Tuesday, February 9, 2010

CCforP Lecture Series: David Sullivan

Yesterday I had the pleasure of attending the 2nd monday lecture series at the Charleston Center for Photography to listen to photographer asistant and photographer David Sullivan, aka Sully

He's a talented photography that has also had the opportunity to work as a first assistant to many top names in the fashion/photography industry.  Sharing his insight on being an assistant to other photogs is useful to anyone that has or wants to assist other photogs while gaining experience in the industry.  Not only is he well versed in the art of being a photo assistant, his witty presentation style rather enjoyable as well, sometimes even comical.

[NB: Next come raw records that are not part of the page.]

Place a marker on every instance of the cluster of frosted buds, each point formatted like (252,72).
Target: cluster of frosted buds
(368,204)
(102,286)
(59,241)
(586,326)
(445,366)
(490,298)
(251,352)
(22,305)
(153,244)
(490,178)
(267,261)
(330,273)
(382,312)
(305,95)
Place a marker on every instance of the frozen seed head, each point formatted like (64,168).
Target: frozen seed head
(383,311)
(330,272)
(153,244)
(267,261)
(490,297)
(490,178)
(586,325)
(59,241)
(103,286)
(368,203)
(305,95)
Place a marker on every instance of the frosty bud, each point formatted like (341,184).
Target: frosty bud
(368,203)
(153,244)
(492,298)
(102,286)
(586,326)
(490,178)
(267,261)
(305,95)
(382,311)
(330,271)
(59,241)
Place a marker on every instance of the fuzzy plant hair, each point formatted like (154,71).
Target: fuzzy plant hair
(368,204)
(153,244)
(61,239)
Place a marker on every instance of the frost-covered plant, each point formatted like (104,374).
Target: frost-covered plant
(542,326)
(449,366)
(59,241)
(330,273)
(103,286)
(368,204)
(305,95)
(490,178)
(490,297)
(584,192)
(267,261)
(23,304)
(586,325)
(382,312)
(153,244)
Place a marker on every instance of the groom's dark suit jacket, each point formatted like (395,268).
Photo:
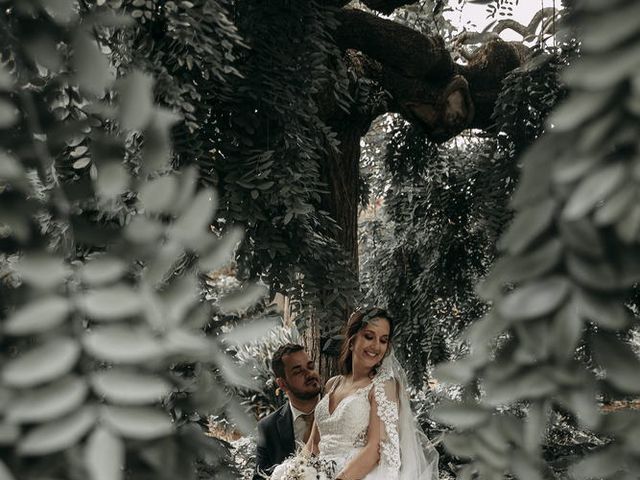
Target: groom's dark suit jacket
(276,440)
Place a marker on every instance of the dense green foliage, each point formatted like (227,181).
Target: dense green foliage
(105,365)
(569,261)
(443,211)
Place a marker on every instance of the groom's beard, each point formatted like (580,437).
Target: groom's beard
(305,394)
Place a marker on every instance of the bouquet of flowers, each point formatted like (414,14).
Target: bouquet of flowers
(305,466)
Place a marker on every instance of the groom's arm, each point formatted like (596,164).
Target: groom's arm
(263,459)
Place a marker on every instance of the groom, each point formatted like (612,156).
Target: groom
(278,433)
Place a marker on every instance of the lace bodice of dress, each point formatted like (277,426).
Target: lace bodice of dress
(344,430)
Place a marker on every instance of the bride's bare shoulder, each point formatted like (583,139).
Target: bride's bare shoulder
(331,382)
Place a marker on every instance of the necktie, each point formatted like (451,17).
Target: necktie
(308,420)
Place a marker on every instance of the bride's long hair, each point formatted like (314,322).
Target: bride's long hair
(356,322)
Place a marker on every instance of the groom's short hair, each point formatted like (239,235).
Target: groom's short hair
(277,365)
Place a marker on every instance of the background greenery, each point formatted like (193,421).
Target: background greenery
(128,294)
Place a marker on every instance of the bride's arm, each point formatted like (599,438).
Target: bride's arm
(380,434)
(314,438)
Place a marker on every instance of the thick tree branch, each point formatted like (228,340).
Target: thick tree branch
(425,85)
(398,47)
(387,6)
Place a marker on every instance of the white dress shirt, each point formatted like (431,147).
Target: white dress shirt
(299,425)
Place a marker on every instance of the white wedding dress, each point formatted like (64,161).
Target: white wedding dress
(343,432)
(405,452)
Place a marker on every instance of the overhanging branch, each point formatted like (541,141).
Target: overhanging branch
(409,52)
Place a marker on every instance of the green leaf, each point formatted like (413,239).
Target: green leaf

Since I got there way to early, I did what any photographer would be.  I shot.  Being in a little bit of a rut lately I decided to play around with some different subjects that are way outside of my normal.

Here they are......

I struggled to find anything interesting to shoot so I whipped out by SB-800 and cybersyncs to make it interesting.  For this, I simply set my flash to about 1/32 power and placed it on a pipe just below and to the left of the window.  Not sure why, but I really like it.  Kind of eery.



I've always been a big fan of simple minimalist photography.  This was an ariael telephone wire right outside of the CCforP.  Since there was still a little bit of daylight left but I didn't want any of the ambient, I set my SB-800 to 1/4 power and held it in my hand just below the lens pointing straight at the subject.  Using my shutter at it's max sync speed allows me to keep the ambient out giving the look as if it's completely dark outside, while a larger aperture (f4) allowed me to capture the right amount of flash since it was a relative long distance.  Just simple long throw hard light.



For those that are learning to mix ambient with flash lighting like me, here's the biggest tip I can give you.  Aperture controls flash while Shutter controls the ambient light. 

In a studio environment where flash is 100% of your available light, the shutter speed doesn't even matter.  Set it to whatever you want as long is it's at or below your max sync speed.